If the policy gets repeated with different arguments, the computation will break as the last entry in the list will win.

I think we want to keep lists throughout this function instead of dicts now (and use zip in the final for loop for the ratio).

175

Same comment here, that's a List.

swh/scheduler/celery_backend/recurrent_visits.py
279

I think this warrants a ValueError with an explicit error message ;-)

douardda edited the summary of this revision. (Show Details)

Improve docstrings, better config validation, use lists in grab_next_visits_policy_weights()

Build is green

Patch application report for D7591 (id=27554)

Rebasing onto 5302efdafd...

Current branch diff-target is up to date.
Changes applied before test
commit a76bb02f0e94bf1c61124c9133d48a03f3d1a05f
Author: David Douard <david.douard@sdfa3.org>
Date:   Fri Apr 15 18:08:49 2022 +0200

    Make scheduling policy used in schedule_recurrent configurable
    
    Add support for a configuration option "scheduling_policy" in the config
    file loaded by the 'swh scheduler schedule-recurrent' command.

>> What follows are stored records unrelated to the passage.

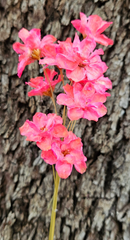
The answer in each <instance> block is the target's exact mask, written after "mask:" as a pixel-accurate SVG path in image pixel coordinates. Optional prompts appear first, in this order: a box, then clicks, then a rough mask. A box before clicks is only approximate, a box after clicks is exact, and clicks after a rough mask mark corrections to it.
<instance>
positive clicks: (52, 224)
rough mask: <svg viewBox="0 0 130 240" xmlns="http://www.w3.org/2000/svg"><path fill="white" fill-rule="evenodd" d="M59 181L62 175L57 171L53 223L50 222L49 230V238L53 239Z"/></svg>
mask: <svg viewBox="0 0 130 240" xmlns="http://www.w3.org/2000/svg"><path fill="white" fill-rule="evenodd" d="M59 183H60V177H59V176H58V174H57V172H56V179H55V189H54V195H53V205H52V213H51V223H50V231H49V240H53V238H54V231H55V219H56V208H57V196H58V187H59Z"/></svg>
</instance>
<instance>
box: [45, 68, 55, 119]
mask: <svg viewBox="0 0 130 240" xmlns="http://www.w3.org/2000/svg"><path fill="white" fill-rule="evenodd" d="M44 74H45V76H46V78H47V80H48V82H49V85H50V89H51V94H52V97H51V99H52V102H53V104H54V108H55V113H56V114H57V110H56V103H55V98H54V94H53V90H52V87H51V83H50V79H49V76H48V74H47V71H46V69H44Z"/></svg>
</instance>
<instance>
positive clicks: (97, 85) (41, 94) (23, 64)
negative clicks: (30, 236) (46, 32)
mask: <svg viewBox="0 0 130 240" xmlns="http://www.w3.org/2000/svg"><path fill="white" fill-rule="evenodd" d="M80 18H81V20H74V21H72V24H73V26H74V27H75V28H76V29H77V30H78V31H79V32H80V33H81V34H82V36H83V40H80V39H79V36H78V35H77V33H76V34H75V37H74V40H73V42H72V41H71V39H70V38H67V39H66V40H65V41H57V43H55V41H56V38H55V37H54V36H52V35H47V36H45V37H43V39H41V33H40V29H32V30H31V31H28V30H26V29H24V28H23V29H21V30H20V32H19V37H20V38H21V40H22V41H23V44H22V43H18V42H17V43H14V45H13V48H14V50H15V51H16V52H17V53H18V54H19V64H18V76H19V77H21V75H22V72H23V70H24V68H25V66H26V65H28V64H30V63H32V62H34V61H35V60H38V61H39V64H42V67H43V71H44V75H45V76H44V77H36V78H31V79H30V82H26V84H28V85H29V86H31V87H33V88H34V89H33V90H31V91H30V92H29V93H28V95H29V96H35V95H40V96H41V97H42V96H43V95H45V96H49V97H51V98H52V100H53V103H54V107H55V112H56V113H57V111H56V106H55V100H54V96H53V92H54V89H55V85H56V84H57V83H59V82H60V81H63V73H62V69H65V70H66V76H67V78H68V79H69V80H70V84H66V85H64V81H63V89H64V93H60V94H59V95H58V96H57V103H58V104H60V105H65V106H67V115H68V118H69V119H70V121H73V120H78V119H80V118H85V119H88V120H94V121H98V118H100V117H102V116H104V115H105V114H106V112H107V109H106V107H105V105H104V102H105V101H106V98H107V96H110V94H109V93H107V92H106V91H107V90H108V89H111V88H112V83H111V81H110V79H109V78H107V77H104V73H105V72H106V70H107V68H108V67H107V65H106V63H105V62H103V61H102V60H101V57H100V56H101V55H103V54H104V52H103V50H102V49H101V48H100V49H95V48H96V42H97V43H100V44H103V45H105V46H108V45H112V44H113V41H112V40H111V39H109V38H107V37H106V36H105V35H104V34H102V32H103V31H104V30H105V29H106V28H107V27H109V26H110V24H112V22H106V21H103V20H102V19H101V17H99V16H97V15H92V16H89V17H88V18H87V17H86V15H85V14H84V13H80ZM52 65H54V66H56V67H58V68H59V71H60V74H59V76H58V73H57V72H55V71H54V70H50V69H49V68H48V66H52ZM56 76H57V78H56ZM65 118H66V116H65V115H64V114H63V120H64V125H65ZM63 120H62V118H61V117H60V116H57V115H56V114H48V115H47V116H46V115H45V114H43V113H36V114H35V115H34V117H33V122H31V121H29V120H27V121H26V122H25V123H24V125H23V126H22V127H21V128H20V132H21V134H22V135H25V136H27V140H29V141H34V142H36V144H37V146H38V147H39V148H40V149H41V150H42V154H41V157H42V158H43V159H44V161H45V162H47V163H49V164H50V165H52V164H55V165H56V171H57V172H58V175H59V176H60V177H61V178H67V177H68V176H69V175H70V174H71V171H72V166H73V165H74V166H75V169H76V170H77V171H78V172H80V173H83V172H84V171H85V170H86V163H85V161H86V157H85V156H84V155H83V152H82V143H81V139H80V138H78V137H76V136H75V134H73V133H72V131H68V130H67V129H66V127H65V126H63V124H62V122H63Z"/></svg>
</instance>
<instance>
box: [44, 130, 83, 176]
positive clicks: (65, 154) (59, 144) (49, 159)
mask: <svg viewBox="0 0 130 240" xmlns="http://www.w3.org/2000/svg"><path fill="white" fill-rule="evenodd" d="M41 157H42V158H43V159H44V160H45V162H47V163H49V164H51V165H52V164H56V171H57V172H58V175H59V177H60V178H63V179H66V178H67V177H68V176H69V175H70V174H71V172H72V167H73V165H74V166H75V169H76V170H77V171H78V172H79V173H81V174H82V173H84V172H85V171H86V168H87V167H86V163H85V161H86V160H87V159H86V157H85V156H84V155H83V152H82V142H81V139H80V138H78V137H76V135H75V134H73V133H72V132H68V135H67V137H65V138H64V139H62V140H59V141H56V142H53V143H52V149H51V150H49V151H42V154H41Z"/></svg>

This
    config entry allows to specify the scheduling policies used by the
    schedule-recurrent tool, instead of having them hardcoded in the source
    code.
    
    A visit type policy config entry should have at least a 'weight' value
    for each policy.
    
    Default values are unchanged.
    
    Eg.:
    
      scheduling_policy:
        git:
          - policy: already_visited_order_by_lag
            weight: 55
            tablesample: 0.5
          - policy: never_visited_oldest_update_first
            weight: 45
            tablesample: 0.5
    
    Note: there may not be configuration entries for all visit types, but if
          a visit type policy is configured, the config entry should be complete
          (in other words, the merging of the configuration with the default
          values is only done at first config level).

See https://jenkins.softwareheritage.org/job/DSCH/job/tests-on-diff/528/ for more details.

swh/scheduler/celery_backend/recurrent_visits.py
83–86

thx mypy...

279

I was pretty sure this would not pass... I tried :-)

olasd added inline comments.
swh/scheduler/celery_backend/recurrent_visits.py
108–112

We may want to explicitly allow that, at some point: if we make the existing scheduling policies more generic (e.g. by adding an argument to allow reversing the sort order, ...), repeating the same policy multiple times would make sense. I agree that it's not really needed now.